Одесса-Париж-Москва - стр. 5
Прошло десять лет. Поздняя весна. Париж. Монпарнас. Я вхожу в кафе “Dome” (Купол) и наталкиваюсь на Петра Нилуса. Он меня узнал, остановился. Растерялся. Чуть покраснел. Потом, сделав усилие, овладел собой и холодно бросил:
– И вы сюда приехали!
– И я сюда приехал… Но я в командировке… Меня послал сюда Луначарский читать лекции о советском искусстве.
Он молчал. Внимательно и зло на меня поглядел и ушел. Я успел его разглядеть. Это был пожилой человек. Усталый. С белыми висками, с двумя морщинами меж бровей. Я вспомнил тот памятный сентябрьский день, когда Нилус вместе с друзьями прощался с родной и любимой Одессой и подумал: видно, эти десять лет, прожитых в Париже, здорово потрепали его».

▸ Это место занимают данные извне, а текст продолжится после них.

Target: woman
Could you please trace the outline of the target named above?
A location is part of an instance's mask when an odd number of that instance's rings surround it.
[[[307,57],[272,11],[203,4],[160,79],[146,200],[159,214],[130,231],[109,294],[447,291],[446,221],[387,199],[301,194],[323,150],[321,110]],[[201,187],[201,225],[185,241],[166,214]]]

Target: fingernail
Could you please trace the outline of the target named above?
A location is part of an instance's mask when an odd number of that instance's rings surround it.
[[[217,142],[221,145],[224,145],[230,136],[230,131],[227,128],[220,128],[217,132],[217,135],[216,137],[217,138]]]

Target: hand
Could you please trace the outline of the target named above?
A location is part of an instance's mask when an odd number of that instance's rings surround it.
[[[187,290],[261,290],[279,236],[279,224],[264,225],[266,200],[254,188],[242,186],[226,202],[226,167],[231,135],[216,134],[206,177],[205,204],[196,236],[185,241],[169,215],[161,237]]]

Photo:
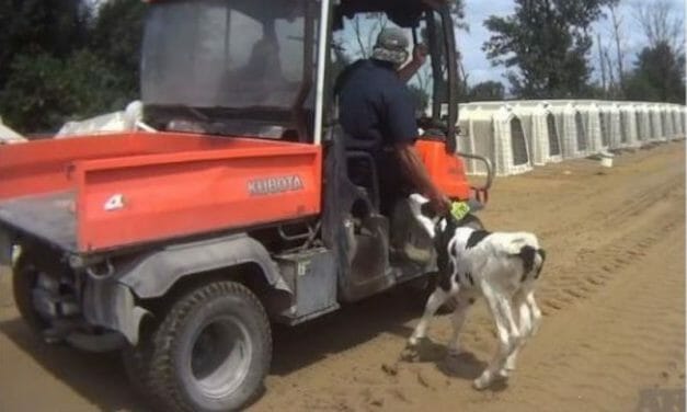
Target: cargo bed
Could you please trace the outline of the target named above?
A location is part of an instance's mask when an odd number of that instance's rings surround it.
[[[320,211],[317,146],[116,134],[0,147],[0,226],[75,253]]]

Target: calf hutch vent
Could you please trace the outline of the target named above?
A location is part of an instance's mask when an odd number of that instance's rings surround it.
[[[474,152],[492,160],[496,175],[506,176],[531,170],[530,150],[523,122],[509,105],[469,103],[460,106],[459,150]],[[470,174],[484,174],[484,167],[467,161]]]
[[[592,153],[605,150],[609,146],[609,118],[596,103],[580,105],[580,115],[584,118],[584,129],[587,134],[588,151]],[[583,140],[579,138],[577,142]],[[582,147],[580,147],[582,150]]]
[[[633,105],[620,106],[620,148],[636,148],[638,141],[638,115]]]
[[[661,123],[661,107],[657,104],[649,106],[649,134],[650,141],[664,139],[663,124]]]
[[[668,118],[669,122],[673,124],[673,138],[674,139],[679,139],[683,136],[683,130],[680,130],[680,122],[679,122],[679,106],[672,104],[668,107]]]
[[[640,141],[640,145],[643,145],[652,136],[649,106],[646,104],[636,105],[634,114],[637,116],[637,139]]]

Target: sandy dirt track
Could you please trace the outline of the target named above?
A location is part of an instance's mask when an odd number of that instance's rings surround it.
[[[449,321],[430,330],[419,362],[399,362],[417,321],[402,291],[296,329],[275,330],[273,368],[254,411],[652,411],[685,388],[685,144],[500,179],[488,228],[536,232],[548,261],[539,334],[507,385],[470,384],[495,347],[483,305],[466,351],[447,358]],[[0,276],[0,411],[145,411],[116,355],[39,342]],[[657,400],[657,397],[662,397]],[[640,404],[650,409],[638,409]],[[676,404],[677,405],[677,404]]]

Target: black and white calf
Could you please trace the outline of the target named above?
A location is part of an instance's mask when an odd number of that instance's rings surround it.
[[[427,199],[410,196],[414,217],[434,240],[438,285],[427,300],[424,316],[409,340],[411,347],[426,335],[430,320],[449,298],[456,301],[449,355],[459,353],[458,334],[471,304],[484,297],[496,324],[499,348],[482,375],[473,381],[484,389],[495,378],[507,378],[515,369],[518,351],[539,328],[541,311],[535,301],[545,252],[533,233],[488,232],[451,218],[431,216]]]

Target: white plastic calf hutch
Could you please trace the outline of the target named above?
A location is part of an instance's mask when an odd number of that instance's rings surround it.
[[[0,117],[0,145],[22,144],[25,141],[26,139],[23,136],[5,126],[2,123],[2,117]]]
[[[517,101],[511,104],[523,123],[533,164],[542,165],[563,160],[561,138],[549,103]]]
[[[496,175],[506,176],[531,170],[523,123],[509,105],[469,103],[460,105],[461,129],[458,149],[491,159]],[[469,174],[485,174],[481,162],[467,161]]]
[[[557,102],[552,104],[552,112],[561,136],[563,159],[587,156],[589,145],[582,112],[572,102]]]

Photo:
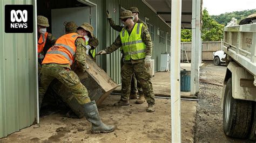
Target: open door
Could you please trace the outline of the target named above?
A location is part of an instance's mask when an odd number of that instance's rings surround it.
[[[65,22],[74,22],[77,26],[91,24],[91,7],[78,7],[51,10],[52,33],[57,38],[65,34]]]

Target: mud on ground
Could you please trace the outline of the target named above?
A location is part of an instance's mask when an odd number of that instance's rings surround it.
[[[223,84],[226,67],[214,66],[212,61],[205,62],[200,70],[200,78]],[[222,86],[200,83],[197,105],[194,141],[248,142],[247,140],[227,137],[223,130],[221,99]]]

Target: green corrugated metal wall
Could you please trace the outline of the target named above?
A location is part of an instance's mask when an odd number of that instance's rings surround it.
[[[4,5],[33,2],[0,2],[0,138],[30,126],[36,115],[35,34],[4,32]]]
[[[139,17],[143,21],[145,17],[149,18],[147,22],[154,26],[154,41],[153,41],[154,46],[152,50],[152,59],[154,59],[154,70],[160,69],[160,54],[162,52],[170,52],[166,51],[166,32],[171,33],[171,28],[164,23],[154,12],[147,7],[142,1],[131,0],[109,0],[109,1],[96,1],[92,0],[91,2],[97,4],[98,12],[98,38],[100,41],[98,49],[99,51],[109,46],[114,41],[119,33],[112,28],[106,19],[106,11],[109,10],[110,12],[111,18],[116,22],[117,25],[120,25],[119,20],[120,6],[126,9],[129,9],[131,6],[137,7],[140,11]],[[113,12],[114,9],[116,12]],[[171,17],[171,15],[170,16]],[[159,36],[157,35],[157,29],[159,28],[164,32],[165,44],[159,43]],[[168,50],[170,48],[168,48]],[[120,59],[121,54],[119,51],[117,51],[111,54],[107,55],[98,56],[97,58],[99,60],[99,64],[105,69],[108,74],[117,83],[121,83],[120,78]]]

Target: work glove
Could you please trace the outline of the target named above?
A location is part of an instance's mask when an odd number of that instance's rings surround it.
[[[99,45],[99,40],[95,37],[90,38],[88,41],[88,45],[95,49]]]
[[[99,51],[99,52],[98,52],[98,53],[97,53],[97,55],[103,55],[103,54],[106,54],[106,51],[105,51],[104,49]]]
[[[146,58],[144,59],[145,66],[146,68],[150,67],[150,61],[151,61],[151,56],[146,55]]]
[[[111,18],[110,18],[110,14],[109,13],[109,12],[108,10],[107,10],[106,15],[107,15],[107,19]]]

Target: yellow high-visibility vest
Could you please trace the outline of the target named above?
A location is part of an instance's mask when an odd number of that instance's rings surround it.
[[[141,37],[143,23],[136,23],[129,35],[125,27],[120,32],[120,37],[124,54],[124,59],[129,61],[140,60],[146,57],[146,45],[143,42]]]

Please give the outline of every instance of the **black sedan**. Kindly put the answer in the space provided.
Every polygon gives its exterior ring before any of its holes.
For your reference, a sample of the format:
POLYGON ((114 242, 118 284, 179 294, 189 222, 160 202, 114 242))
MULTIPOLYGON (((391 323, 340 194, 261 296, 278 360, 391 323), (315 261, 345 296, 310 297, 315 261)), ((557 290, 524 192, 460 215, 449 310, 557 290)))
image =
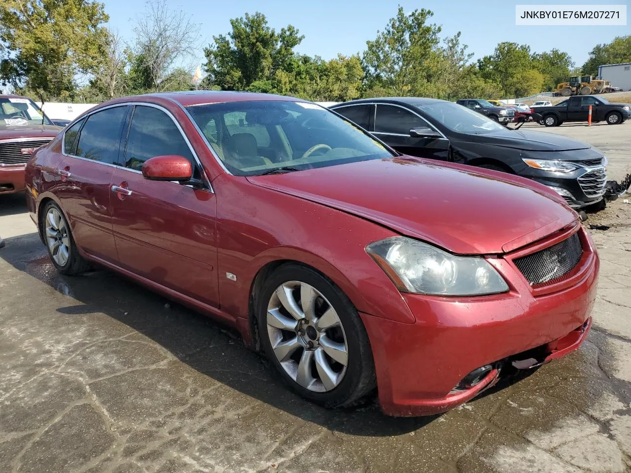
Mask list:
POLYGON ((517 174, 555 190, 574 209, 604 194, 606 158, 563 136, 508 129, 462 105, 435 98, 370 98, 333 105, 399 152, 517 174))

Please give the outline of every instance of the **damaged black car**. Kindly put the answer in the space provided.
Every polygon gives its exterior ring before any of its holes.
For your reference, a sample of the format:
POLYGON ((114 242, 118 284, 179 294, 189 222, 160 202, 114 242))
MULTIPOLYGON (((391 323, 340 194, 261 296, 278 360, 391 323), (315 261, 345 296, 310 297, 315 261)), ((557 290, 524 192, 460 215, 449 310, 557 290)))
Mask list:
POLYGON ((330 108, 401 153, 528 177, 574 209, 598 204, 605 192, 607 159, 582 141, 507 128, 435 98, 363 99, 330 108))

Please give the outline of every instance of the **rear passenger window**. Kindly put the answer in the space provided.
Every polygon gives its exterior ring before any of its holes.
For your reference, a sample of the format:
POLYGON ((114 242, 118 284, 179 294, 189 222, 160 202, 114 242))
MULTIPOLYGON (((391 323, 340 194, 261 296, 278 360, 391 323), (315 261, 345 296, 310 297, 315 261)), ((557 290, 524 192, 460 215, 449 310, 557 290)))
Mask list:
POLYGON ((370 112, 374 110, 374 105, 350 105, 335 108, 335 111, 367 130, 370 112))
POLYGON ((183 156, 195 166, 191 149, 171 117, 158 108, 137 105, 127 139, 126 167, 139 171, 150 158, 164 155, 183 156))
POLYGON ((66 155, 74 154, 74 143, 76 142, 77 135, 79 134, 79 129, 85 121, 85 119, 80 120, 66 131, 64 134, 64 153, 66 155))
POLYGON ((411 129, 424 126, 418 117, 405 108, 394 105, 377 106, 375 115, 375 131, 377 132, 409 136, 411 129))
POLYGON ((107 108, 90 115, 79 135, 75 154, 101 163, 119 164, 121 132, 126 114, 127 106, 125 105, 107 108))

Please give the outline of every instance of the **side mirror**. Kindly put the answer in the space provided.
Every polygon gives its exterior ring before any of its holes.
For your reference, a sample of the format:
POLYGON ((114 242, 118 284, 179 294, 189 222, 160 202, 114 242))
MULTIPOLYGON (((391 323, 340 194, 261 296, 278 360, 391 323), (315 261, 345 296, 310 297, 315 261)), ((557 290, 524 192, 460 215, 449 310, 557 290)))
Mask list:
POLYGON ((410 131, 410 136, 413 138, 439 138, 440 134, 429 127, 416 127, 410 131))
POLYGON ((151 180, 190 180, 192 174, 191 161, 183 156, 156 156, 143 163, 143 177, 151 180))

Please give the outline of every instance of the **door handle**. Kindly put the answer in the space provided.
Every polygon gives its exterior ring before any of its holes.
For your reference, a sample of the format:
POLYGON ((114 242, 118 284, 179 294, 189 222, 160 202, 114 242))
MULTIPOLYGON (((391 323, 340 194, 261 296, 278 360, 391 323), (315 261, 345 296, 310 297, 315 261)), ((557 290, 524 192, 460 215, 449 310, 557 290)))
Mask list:
POLYGON ((131 190, 130 190, 129 189, 127 189, 126 187, 121 187, 119 185, 112 185, 112 192, 115 192, 115 194, 119 194, 121 196, 131 196, 131 190))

В такой позиции можно увидеть своего рода моральную компенсацию за неуспех первой поездки. После неудавшейся эмиграции Нюренбергу хотелось приехать в Париж преуспевшим. Возможно, однако, что в глубине души он продолжал надеяться на новый поворот в жизни, верил, что судьба может предоставить ему еще один шанс. Хотя даже самому себе он боялся признаться в том, что приехал в Париж не ради официального задания Луначарского, а с безумной надеждой.
1961. Посещение дачи скульптора Веры Мухиной. Амшей и Полина Нюренберг, Нина Нелина и Юрий Трифонов
Зять Нюренберга писатель Юрий Трифонов был до последнего времени единственным хроникером жизни художника. Относясь к Нюренбергу не без некоторой иронии, Трифонов тем не менее уважал его и неизменно интересовался его богатой биографией. Образ Нюренберга появляется в московских повестях Трифонова: в «Обмене», «Долгом прощании», «Другой жизни». Нюренбергу посвящен рассказ Трифонова «Посещение Марка Шагала».

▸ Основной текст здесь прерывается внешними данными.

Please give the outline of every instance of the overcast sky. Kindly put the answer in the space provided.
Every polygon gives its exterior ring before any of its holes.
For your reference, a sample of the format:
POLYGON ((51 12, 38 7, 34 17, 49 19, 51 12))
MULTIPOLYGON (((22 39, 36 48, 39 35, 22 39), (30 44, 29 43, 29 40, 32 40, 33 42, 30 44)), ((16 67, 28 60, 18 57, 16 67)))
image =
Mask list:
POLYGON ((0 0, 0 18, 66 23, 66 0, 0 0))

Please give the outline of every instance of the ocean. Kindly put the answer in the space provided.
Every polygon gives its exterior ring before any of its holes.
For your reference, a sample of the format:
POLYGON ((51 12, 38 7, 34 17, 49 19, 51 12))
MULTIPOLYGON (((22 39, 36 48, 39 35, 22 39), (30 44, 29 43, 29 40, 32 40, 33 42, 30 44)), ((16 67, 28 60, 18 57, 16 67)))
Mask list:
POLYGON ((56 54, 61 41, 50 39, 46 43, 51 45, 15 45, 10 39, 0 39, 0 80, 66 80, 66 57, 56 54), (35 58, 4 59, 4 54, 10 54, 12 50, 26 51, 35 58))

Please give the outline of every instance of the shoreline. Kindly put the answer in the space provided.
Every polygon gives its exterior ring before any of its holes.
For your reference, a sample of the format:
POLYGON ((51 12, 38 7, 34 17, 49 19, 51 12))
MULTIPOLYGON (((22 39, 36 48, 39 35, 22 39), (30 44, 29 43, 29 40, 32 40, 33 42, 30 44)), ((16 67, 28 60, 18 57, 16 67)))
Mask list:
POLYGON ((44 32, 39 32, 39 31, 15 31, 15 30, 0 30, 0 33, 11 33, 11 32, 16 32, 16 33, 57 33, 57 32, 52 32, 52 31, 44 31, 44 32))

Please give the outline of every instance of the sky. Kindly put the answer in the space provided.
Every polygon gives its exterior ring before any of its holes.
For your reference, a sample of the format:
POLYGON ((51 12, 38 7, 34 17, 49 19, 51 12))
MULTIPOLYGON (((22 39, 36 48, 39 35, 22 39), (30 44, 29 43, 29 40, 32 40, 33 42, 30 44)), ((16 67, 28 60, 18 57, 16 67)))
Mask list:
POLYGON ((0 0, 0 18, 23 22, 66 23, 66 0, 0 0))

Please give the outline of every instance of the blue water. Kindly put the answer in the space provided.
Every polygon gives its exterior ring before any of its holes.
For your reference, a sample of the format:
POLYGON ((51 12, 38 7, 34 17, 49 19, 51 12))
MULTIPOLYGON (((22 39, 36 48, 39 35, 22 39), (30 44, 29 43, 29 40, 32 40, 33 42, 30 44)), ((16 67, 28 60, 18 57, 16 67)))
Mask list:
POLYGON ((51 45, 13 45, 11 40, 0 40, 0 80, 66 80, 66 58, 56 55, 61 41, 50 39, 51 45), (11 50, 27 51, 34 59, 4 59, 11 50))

В повести «Другая жизнь» старый художник, прототипом которого послужил Нюренберг, так объяснял зятю, зачем во времена его молодости люди стремились в Париж:
«“Собственно говоря, я был в Париже дважды… Первый раз совсем мальчишкой, в десятых годах, но тогда я ничего не понимал… Второй раз – в двадцатых, был послан в командировку, тогда я понимал несколько больше…”
Как старый и много видевший на своем веку господин, Георгий Максимович хотел сказать вот о чем: в прежние времена люди стремились в Париж в двух случаях. Во-первых, когда были очень бедны, надеясь переломить судьбу и там разбогатеть, и, во-вторых, когда были очень богаты, желая промотать денежки».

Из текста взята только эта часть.